И жизнь у нас пошла прекрасная, хотя весьма неприхотливая на взгляд тех горожан, что избалованы водопроводом и канализацией. Но я уборную построил новую невдалеке от дома, даже нечто вроде трона там из выструганных досок соорудил – настоящий получился дворец. Чуть позже я из старого свинарника построил роскошную баню и предбанник для принятия пива. Стены в бане были крыты тремя сортами разного дерева (я украл готовые дощечки на одной местной стройке), и, кипяток плеснув на стену, можно было получить три разных запаха: там лиственница была, кедр и то ли ель, то ли сосна, уже не помню точно. Выстроил я из досок большую летнюю кухню и сложил там печь (на консультациях по возведению печи немало было выпито), а уже летом к нам приехал и в той кухне стенку расписал нашим семейным портретом близкий друг мой Слава Лапин. Хоть и доктор медицинских наук, член кучи иностранных академий и всемирно известный психофармаколог, а в душе – художник беззаветный, как выяснилось. Несколько дней подряд вставал чуть свет и озаренно малевал. С художественной точки зрения это была несомненная удача, а к непохожести никто не придирался.
Вообще в Сибири стала подтверждаться моя давняя идея о глобальной разнице между западной и русской жизнями: на свободном и благополучном Западе они со своих нахесов очень много цоресов имеют, мы же все из наших цоресов бесчисленных научились нахесы извлекать. (А кто, подобно мне, не знает идиша совсем, то нахес – это всё приятное, а цорес – наоборот.)

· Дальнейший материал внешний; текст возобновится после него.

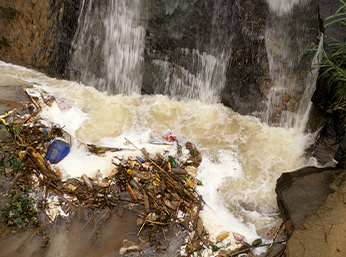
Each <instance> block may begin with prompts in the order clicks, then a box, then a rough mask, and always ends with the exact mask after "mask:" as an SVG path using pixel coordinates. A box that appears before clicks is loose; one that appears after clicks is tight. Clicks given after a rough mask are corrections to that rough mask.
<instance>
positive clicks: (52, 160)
mask: <svg viewBox="0 0 346 257" xmlns="http://www.w3.org/2000/svg"><path fill="white" fill-rule="evenodd" d="M69 152H70V145H69V144H68V143H66V142H65V141H62V140H59V139H56V140H54V141H53V143H52V144H51V145H50V146H49V148H48V152H47V155H46V160H47V161H49V162H50V163H52V164H56V163H58V162H60V161H61V160H62V159H64V158H65V157H66V156H67V155H68V154H69Z"/></svg>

Со Славой Лапиным у Таты одно дивное воспоминание связано. Он на второе лето к нам приехал тоже, но уже без той красотки, что была с ним первый раз. Они расстались. А в один из дней Тата пошла пропалывать наш огород от сорняков, и Слава увязался помогать. И принялся рассказывать о том, как женщины коварны. А Тата бедная его прилежно слушала, не смея грустную историю прервать такой банальной мелочью, что академик рвет в печали не сорняки, а юную морковку.